Robyn Maynard

Abolish the Police, Abolish Prisons: Black liberation in a time of revolt

Photo of Robin Maynard
Tuesday, Oct. 6, 2020
7:00 p.m. - 8:00 p.m.
Online via Zoom

This talk will address the ways that processes of captivity and surveillance have been embedded within Canadian state institutions from the period of Black peoples enslavement and onward into the present moment. Providing a critique of policing and prisons as forms of racial and gendered violence, it will map out a vision geared toward abolitionist futures.

Biography

Robyn Maynard is the author of the award-winning book Policing Black Lives: State violence in Canada from slavery to the present. The book, her first, is a national bestseller in its third printing. Helping to create a national conversation on anti-Black racism in Canada, she has been touring the book across Canada to sold-out venues since its release. In the words of the Winnipeg Free Press: "Every Canadian—black, white, Indigenous or otherwise—could benefit from reading Maynard's frank and thorough assessment of racism in Canada". 

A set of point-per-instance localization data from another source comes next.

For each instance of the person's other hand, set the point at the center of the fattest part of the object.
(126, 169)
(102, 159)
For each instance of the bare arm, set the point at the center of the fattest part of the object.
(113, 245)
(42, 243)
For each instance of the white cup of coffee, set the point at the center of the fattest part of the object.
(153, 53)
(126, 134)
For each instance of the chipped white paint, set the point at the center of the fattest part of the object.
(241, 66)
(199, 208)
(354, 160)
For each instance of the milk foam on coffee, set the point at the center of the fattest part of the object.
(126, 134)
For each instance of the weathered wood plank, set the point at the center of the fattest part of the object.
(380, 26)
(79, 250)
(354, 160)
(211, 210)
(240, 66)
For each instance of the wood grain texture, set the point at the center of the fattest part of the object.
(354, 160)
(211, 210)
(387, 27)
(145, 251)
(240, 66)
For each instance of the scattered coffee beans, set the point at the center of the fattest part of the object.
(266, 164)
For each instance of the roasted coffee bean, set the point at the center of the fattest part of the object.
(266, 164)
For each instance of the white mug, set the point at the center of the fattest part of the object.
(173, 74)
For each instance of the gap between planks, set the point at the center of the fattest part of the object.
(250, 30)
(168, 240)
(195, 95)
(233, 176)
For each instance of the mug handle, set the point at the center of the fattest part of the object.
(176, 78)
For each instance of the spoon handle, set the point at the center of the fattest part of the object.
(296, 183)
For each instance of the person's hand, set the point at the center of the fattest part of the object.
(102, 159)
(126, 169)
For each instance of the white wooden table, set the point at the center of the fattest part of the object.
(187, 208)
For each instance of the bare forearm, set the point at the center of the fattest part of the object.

Maynard has published writing in the Washington PostWorld Policy Journal, the Toronto Star, the Montreal Gazette and Canadian Women's Studies journal, as well as an essay for Maisonneuve Magazine which won the acclaim of "most-read essay of 2017". Her writing on race, gender, and discrimination is taught widely in universities across Canada and the United States. Her expertise is regularly sought in local, national and international media outlets including The Guardian and the Globe and Mail, and additionally, she has spoken before Parliamentary subcommittees and the United Nations Working Group of Experts on People of African Descent.

Additionally, Maynard has a long history of involvement in community activism and advocacy. She has been a part of grassroots movements against racial profiling, police violence, detention and deportation for over a decade and has an extensive work history in harm reduction-based service provision.